Melacak Gagasan Penghapusan Jabatan Gubernur dengan Amandemen Konstitusi
Terbaru

Melacak Gagasan Penghapusan Jabatan Gubernur dengan Amandemen Konstitusi

Sebab menghapus jabatan gubernur dalam sistem pemerintah otomatis mengubah konstitusi.

Oleh:
Rofiq Hidayat
Bacaan 4 Menit
Ketua Komisi II DPR Ahmad Doli Kurnia. Foto: dpr.go.id
Ketua Komisi II DPR Ahmad Doli Kurnia. Foto: dpr.go.id

Gagasan penghapusan jabatan gubernur dari sistem pemerintahan digulirkan Wakil Ketua DPR Muhaimin Iskanda membuat gaduh di ruang publik. Alasan pejabat gubernur tidak bersentuhan langsung dengan masyarakat hingga usulan  pemilihan gubernur berada di tangan presiden atau menyerahkan ke DPRD malah membuka ruang gelap. Wacana yang digulirkan jelang Pemilu 2024 dicurigai adanya keterkaitan dengan upaya mengamandemen konstitusi.

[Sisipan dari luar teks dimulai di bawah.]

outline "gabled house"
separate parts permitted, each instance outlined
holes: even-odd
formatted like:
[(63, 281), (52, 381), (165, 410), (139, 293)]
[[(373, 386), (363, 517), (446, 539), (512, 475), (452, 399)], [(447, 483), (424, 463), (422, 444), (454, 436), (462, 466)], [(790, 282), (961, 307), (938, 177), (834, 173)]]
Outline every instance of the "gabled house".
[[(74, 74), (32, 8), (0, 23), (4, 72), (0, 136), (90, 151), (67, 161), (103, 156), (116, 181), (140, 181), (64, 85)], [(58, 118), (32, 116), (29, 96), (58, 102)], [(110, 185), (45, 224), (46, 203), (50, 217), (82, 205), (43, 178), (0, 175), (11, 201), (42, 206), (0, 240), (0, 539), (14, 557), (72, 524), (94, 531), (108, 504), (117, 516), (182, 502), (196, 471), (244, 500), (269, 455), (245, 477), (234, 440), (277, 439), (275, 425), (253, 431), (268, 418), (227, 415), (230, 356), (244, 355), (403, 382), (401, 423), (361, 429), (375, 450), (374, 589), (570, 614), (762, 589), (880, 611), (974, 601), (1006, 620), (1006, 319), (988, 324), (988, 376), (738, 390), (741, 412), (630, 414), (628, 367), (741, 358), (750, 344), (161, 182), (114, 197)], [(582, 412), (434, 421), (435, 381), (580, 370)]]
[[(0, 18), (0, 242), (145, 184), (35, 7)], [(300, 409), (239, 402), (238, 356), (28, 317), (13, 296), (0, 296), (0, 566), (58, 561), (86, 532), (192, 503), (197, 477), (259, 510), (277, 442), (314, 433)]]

Ketua Komisi II DPR Ahmad Doli Kurnia Tanjung berpendapat, wacana menghapus jabatan gubernur tak serta-merta dapat disetujui. Sebab selain perlu dilakukan kajian mendalam, serta menelusuri gagasan tersebut ada tidaknya keterkaitan dengan upaya mendorong amandemen UUD 1945 sebagaimana sebelumnya.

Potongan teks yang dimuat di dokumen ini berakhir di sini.